During retirement, it's a good idea to focus on investments that aren't particularly risky or volatile, and in that regard, municipal bonds fit the bill. Municipal bonds are those issued by cities, states, or other localities (whereas corporate bonds are issued by companies to raise capital). A city might issue municipal bonds to construct a new road, revamp its parks, or build a community center.

As is the case with all bonds, when you buy municipal bonds, you're effectively loaning the issuer some money for a present period of time in exchange for interest payments that are made to you twice a year. Once your bonds come due, you're entitled to your principal in return. It's those interest payments, however, that generally trigger an extra tax bill, but with municipal bonds, they be avoidable completely.

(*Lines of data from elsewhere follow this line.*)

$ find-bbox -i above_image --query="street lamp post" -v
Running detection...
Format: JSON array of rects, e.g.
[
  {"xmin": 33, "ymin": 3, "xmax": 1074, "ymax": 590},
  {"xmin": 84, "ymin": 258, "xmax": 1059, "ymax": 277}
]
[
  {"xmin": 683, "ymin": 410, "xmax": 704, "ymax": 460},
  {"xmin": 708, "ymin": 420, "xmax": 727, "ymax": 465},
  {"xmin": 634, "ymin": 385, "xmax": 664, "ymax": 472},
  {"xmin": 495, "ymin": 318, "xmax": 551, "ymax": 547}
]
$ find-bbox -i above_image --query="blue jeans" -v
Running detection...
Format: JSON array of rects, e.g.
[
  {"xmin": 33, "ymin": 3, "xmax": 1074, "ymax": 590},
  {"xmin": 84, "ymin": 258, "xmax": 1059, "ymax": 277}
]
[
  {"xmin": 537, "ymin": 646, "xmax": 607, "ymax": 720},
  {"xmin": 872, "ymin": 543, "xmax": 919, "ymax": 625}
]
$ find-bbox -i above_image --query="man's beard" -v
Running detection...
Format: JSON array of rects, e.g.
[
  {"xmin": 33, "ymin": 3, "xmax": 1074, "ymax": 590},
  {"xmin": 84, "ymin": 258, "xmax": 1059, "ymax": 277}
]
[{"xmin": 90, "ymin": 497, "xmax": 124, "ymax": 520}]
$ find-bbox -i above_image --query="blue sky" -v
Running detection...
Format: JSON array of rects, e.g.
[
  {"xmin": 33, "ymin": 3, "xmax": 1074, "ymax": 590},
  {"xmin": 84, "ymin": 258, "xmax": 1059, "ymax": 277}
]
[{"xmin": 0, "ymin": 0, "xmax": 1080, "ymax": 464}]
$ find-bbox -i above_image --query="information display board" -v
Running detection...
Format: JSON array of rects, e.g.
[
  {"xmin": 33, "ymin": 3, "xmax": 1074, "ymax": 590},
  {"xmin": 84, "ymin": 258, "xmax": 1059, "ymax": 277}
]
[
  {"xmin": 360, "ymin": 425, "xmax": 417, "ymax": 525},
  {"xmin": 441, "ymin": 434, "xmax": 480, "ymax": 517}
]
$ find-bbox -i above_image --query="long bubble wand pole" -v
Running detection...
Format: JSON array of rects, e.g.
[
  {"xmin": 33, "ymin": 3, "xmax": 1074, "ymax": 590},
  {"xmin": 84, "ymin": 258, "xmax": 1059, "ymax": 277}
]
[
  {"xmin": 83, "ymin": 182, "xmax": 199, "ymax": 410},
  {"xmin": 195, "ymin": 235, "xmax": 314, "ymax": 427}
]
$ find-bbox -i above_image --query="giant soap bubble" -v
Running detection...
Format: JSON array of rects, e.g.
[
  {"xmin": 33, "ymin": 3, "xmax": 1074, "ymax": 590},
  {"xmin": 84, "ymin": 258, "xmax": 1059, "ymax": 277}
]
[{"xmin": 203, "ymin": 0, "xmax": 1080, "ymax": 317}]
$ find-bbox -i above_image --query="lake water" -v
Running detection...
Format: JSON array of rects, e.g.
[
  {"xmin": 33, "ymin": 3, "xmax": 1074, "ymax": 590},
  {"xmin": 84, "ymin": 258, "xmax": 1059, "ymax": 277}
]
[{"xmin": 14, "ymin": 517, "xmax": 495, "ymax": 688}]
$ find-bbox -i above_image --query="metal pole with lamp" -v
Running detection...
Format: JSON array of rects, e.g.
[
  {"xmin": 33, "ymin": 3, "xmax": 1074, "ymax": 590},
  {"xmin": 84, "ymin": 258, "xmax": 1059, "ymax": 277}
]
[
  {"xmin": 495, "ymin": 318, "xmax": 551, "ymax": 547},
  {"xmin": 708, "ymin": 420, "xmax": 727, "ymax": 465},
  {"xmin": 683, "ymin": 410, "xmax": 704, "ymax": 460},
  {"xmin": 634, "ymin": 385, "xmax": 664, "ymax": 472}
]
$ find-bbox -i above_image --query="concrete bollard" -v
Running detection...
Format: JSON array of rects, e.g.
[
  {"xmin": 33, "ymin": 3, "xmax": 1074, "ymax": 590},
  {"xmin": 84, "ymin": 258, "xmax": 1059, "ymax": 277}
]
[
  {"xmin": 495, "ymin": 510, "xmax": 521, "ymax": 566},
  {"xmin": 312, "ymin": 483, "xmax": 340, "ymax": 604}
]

The interest you collect on municipal bonds is always tax-exempt at the federal level. Furthermore, if you buy municipal bonds issued by your state of residence, you'll avoid state and local taxes on those interest payments as well. Or, to put it another way, if you invest in municipal bonds that pay you $500 a year in interest, that $500 will be yours to keep in full.

Now to be clear, the tax-exempt status of municipal bonds refers to their interest payments alone. If you sell your municipal bonds at a profit, you'll still be subject to capital gains taxes, the same way you would if you were to sell off some stock at a share price that's higher than what you paid. But collecting those steady interest payments tax-free could make for a much more comfortable retirement, and so it's worth adding some municipal bonds to your portfolio.

Keep the IRS away

Taxes are a burden at any age, but they can be especially troubling during retirement, when your income may be limited. Municipal bonds will take that particular worry off of the table so you can sit back, collect your interest twice a year, and not have to think about the IRS until the time comes to file your annual return.